We use the phrase “university rankings” to be consistent with the existing league tables. However, “institutional rankings” would be more accurate because we include research institutes that may be affiliated with universities but do not graduate students, such as the “Baker Heart and Diabetes Institute”.

Papers included

We counted papers that cited one of the EQUATOR guidelines for clinical trials (CONSORT)31, systematic reviews (PRISMA)32, and observational studies (STROBE)33. We chose these three guidelines because they cover three commonly used study designs. Each guideline was published simultaneously across multiple journals, which was done to increase their reach into multiple fields. We therefore counted citations to any of the original papers or updates to the guidelines (see Supplementary List 1)34. If a paper cited multiple EQUATOR papers, then only one was counted.
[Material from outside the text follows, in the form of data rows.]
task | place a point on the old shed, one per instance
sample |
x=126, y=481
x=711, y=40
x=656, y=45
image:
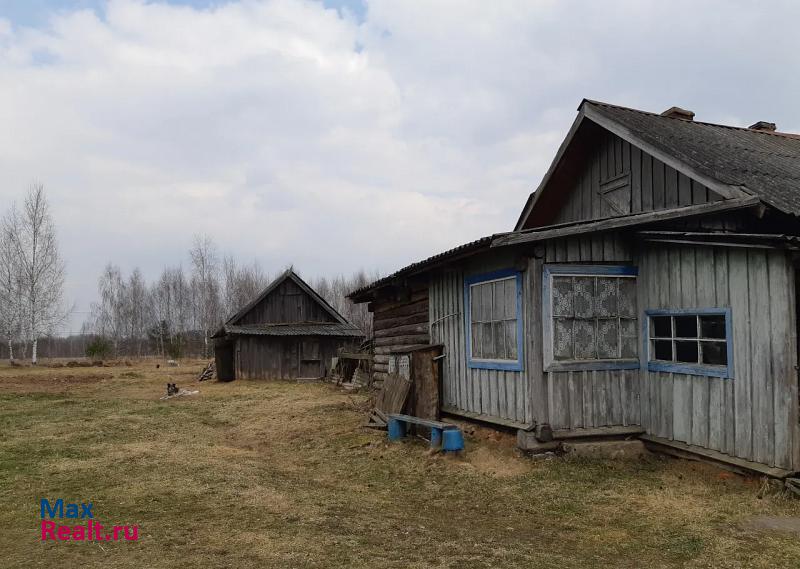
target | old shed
x=648, y=289
x=286, y=332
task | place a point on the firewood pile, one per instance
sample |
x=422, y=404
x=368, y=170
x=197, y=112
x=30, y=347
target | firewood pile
x=209, y=372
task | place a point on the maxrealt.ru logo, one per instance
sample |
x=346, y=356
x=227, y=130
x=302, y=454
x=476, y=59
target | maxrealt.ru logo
x=89, y=531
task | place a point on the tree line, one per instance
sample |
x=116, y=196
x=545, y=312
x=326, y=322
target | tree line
x=176, y=314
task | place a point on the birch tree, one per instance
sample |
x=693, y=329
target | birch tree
x=10, y=287
x=203, y=255
x=41, y=269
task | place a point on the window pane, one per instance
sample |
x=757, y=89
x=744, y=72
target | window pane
x=629, y=347
x=686, y=352
x=662, y=350
x=476, y=340
x=715, y=353
x=474, y=303
x=627, y=297
x=499, y=351
x=607, y=339
x=562, y=339
x=486, y=302
x=584, y=340
x=712, y=326
x=606, y=297
x=511, y=339
x=510, y=299
x=686, y=326
x=562, y=296
x=498, y=300
x=583, y=297
x=662, y=327
x=487, y=341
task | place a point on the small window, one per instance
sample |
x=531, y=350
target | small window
x=695, y=342
x=590, y=317
x=494, y=324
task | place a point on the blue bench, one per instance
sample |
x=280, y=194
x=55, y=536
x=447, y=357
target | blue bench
x=444, y=435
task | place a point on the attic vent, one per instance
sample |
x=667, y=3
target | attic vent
x=678, y=113
x=763, y=125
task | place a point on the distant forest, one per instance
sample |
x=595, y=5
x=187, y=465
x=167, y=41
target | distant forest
x=175, y=315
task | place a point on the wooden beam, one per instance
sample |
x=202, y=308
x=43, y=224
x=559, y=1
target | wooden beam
x=616, y=431
x=485, y=418
x=612, y=223
x=691, y=452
To include only papers that adhered to the first item on the CONSORT and PRISMA guideline check-lists, which is to include the study design in the title, we only included papers that included the following in their title:

  • For CONSORT papers: “randomised trial” OR “randomized trial” OR “RCT”

  • For PRISMA papers: “systematic search” OR “systematic review” OR “systematic literature review” OR “scoping review” OR “meta-analyses” OR “meta-analysis” (including versions without hyphens)

We did not include a restriction for STROBE papers because there are many observational study designs and any list we created might exclude valid papers.

To focus on original research, we included publication types of Articles or Reviews, and excluded Editorials, Commentaries and Corrections.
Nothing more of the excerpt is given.